Na atual crise, ganhou força o debate a respeito da criação de um programa de renda básica universal. Seria um Bolsa Família ampliado e aprofundado. O próprio governo avalia maneiras de reorganizar os programas de assistência social, potencializando o seu alcance. Não há dúvidas de que esses projetos precisam ser avaliados. A recessão deixará uma sequela social severa. Ainda assim, antes de criar novas despesas, o País deveria tirar proveito melhor dos gastos públicos atuais e combater desperdícios. Um passo gigante nesse sentido seria investir em água tratada e esgoto. Renda básica sem saneamento básico é jogar dinheiro pelo ralo.
Impacto na saúde
A cada mês, 30.000 pessoas são internadas pelo Sistema Único de Saúde (SUS) em decorrência de doenças gastrointestinais.

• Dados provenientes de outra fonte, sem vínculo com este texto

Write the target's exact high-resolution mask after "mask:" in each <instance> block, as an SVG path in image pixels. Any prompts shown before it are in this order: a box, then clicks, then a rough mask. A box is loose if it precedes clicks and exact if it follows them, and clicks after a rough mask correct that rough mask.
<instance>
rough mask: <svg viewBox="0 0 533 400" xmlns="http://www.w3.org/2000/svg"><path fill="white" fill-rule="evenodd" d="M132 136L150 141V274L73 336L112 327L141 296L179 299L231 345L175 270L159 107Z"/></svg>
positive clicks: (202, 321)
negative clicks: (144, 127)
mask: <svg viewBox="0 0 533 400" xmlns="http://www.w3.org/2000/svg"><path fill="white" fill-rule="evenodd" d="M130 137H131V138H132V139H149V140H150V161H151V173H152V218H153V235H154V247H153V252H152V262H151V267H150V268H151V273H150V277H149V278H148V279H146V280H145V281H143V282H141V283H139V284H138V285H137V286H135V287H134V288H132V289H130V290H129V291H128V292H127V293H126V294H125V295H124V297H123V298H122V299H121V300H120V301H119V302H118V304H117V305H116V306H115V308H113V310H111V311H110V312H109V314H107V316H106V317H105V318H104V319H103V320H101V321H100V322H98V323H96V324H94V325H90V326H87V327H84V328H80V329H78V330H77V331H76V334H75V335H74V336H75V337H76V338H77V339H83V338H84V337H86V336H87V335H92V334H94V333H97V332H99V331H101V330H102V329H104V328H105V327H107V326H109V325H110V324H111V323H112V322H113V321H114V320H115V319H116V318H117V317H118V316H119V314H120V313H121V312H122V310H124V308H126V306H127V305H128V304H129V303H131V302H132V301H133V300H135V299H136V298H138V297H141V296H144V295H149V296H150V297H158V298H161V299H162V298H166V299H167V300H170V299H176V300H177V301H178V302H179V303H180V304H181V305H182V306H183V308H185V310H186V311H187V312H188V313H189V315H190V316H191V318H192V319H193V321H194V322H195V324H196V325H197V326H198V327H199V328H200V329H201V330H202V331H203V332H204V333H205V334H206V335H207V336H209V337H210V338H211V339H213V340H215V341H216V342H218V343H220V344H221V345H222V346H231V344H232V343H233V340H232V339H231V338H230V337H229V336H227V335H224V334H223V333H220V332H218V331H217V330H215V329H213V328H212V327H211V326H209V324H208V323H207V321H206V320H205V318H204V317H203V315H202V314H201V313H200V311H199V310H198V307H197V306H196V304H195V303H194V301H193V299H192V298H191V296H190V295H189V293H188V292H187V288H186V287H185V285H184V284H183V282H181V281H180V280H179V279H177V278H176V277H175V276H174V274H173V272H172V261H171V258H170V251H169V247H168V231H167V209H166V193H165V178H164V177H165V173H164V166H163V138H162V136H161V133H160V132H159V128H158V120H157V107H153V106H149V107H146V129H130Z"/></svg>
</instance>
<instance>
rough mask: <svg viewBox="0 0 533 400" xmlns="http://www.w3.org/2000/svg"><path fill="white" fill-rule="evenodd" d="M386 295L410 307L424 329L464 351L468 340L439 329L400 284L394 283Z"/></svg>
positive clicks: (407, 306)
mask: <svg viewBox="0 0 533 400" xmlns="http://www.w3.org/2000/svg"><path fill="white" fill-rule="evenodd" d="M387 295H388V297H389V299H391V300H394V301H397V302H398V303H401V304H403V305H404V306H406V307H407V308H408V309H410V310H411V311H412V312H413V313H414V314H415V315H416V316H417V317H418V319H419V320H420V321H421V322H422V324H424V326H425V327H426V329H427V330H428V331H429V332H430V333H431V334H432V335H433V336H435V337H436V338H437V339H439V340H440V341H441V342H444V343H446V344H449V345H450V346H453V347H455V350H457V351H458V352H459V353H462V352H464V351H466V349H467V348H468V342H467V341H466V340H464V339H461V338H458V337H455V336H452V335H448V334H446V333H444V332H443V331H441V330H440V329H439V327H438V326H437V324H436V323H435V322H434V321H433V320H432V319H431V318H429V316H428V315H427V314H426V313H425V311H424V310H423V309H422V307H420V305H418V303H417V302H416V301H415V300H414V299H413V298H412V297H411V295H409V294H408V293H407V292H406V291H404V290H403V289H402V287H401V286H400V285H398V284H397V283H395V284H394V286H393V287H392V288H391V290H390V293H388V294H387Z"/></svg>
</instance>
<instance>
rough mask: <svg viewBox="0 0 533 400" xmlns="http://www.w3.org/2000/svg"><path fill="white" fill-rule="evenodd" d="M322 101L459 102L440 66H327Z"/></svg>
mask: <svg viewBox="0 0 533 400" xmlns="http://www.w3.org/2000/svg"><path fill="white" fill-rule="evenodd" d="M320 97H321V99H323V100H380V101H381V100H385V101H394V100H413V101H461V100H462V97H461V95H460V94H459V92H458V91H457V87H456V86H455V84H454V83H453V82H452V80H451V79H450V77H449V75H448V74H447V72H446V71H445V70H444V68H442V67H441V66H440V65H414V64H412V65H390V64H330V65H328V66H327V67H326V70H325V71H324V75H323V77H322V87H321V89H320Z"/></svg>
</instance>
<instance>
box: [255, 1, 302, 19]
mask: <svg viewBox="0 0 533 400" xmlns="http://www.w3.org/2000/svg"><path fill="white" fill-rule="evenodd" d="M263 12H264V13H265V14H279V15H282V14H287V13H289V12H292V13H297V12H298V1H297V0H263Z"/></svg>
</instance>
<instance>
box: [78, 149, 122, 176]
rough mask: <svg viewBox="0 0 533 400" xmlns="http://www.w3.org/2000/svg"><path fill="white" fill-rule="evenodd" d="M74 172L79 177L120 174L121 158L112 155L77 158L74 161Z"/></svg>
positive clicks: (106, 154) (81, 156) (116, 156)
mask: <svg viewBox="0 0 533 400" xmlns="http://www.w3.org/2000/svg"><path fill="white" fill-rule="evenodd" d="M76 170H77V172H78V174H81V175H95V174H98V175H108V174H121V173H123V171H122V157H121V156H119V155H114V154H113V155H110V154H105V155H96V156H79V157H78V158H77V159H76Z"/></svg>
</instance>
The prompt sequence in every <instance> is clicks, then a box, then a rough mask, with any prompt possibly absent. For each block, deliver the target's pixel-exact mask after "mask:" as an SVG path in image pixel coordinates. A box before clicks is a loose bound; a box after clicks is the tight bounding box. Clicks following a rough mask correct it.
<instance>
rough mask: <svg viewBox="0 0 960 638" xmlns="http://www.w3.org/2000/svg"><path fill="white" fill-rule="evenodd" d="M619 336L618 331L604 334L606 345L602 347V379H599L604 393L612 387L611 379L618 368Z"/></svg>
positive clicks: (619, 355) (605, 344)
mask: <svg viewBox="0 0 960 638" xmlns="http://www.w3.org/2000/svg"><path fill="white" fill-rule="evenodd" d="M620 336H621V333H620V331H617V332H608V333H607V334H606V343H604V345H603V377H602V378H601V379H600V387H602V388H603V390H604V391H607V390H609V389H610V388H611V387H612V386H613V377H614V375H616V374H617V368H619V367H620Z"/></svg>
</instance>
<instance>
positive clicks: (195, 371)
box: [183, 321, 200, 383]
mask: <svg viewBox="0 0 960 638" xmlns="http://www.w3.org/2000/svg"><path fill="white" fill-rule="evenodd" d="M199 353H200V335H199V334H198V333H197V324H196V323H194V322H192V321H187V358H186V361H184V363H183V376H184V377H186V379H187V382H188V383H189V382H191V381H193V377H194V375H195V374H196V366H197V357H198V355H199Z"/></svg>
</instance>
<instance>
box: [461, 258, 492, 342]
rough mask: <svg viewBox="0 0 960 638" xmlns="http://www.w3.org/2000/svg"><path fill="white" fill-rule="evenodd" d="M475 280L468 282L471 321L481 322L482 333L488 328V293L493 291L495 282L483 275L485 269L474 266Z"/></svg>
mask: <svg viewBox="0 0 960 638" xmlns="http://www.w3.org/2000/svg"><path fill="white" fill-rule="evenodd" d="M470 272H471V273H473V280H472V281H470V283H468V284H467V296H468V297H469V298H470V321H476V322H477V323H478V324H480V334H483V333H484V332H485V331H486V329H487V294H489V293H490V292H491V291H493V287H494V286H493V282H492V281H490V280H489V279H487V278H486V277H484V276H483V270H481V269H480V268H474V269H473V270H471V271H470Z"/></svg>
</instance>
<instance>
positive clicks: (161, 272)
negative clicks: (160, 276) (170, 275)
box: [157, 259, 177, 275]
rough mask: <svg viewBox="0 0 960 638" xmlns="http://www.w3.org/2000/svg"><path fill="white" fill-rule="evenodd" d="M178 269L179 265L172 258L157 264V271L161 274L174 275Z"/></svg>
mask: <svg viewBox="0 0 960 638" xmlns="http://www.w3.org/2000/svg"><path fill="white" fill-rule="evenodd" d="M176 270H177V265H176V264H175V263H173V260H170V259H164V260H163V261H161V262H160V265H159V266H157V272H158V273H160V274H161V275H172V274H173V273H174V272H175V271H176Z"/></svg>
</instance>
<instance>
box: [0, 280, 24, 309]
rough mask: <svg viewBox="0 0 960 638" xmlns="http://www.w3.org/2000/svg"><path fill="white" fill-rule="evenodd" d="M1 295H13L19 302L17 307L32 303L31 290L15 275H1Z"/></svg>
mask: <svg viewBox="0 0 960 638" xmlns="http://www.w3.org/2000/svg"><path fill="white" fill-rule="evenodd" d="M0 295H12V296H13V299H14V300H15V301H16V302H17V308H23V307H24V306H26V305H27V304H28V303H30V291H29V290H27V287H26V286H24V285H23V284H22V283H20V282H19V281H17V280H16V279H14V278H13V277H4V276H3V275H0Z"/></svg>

O gasto anual estimado para tratar esses pacientes é de R$ 100 milhões. Especialistas acreditam que a conta seja ainda maior, porque existe muita subnotificação. Sem falar nos gastos realizados pelas pessoas com dinheiro de seu próprio bolso. Mais de 90% dos casos de diarreia decorrem da má qualidade da água e da falta de esgoto adequado. Ou seja, decorrem do fato de o país ainda ter não conseguido universalizar o saneamento público.
A diarreia é também uma das principais causas de mortalidade infantil. São 2.000 vidas com menos de cinco anos perdidas ao ano. As famílias mais pobres são as mais atingidas.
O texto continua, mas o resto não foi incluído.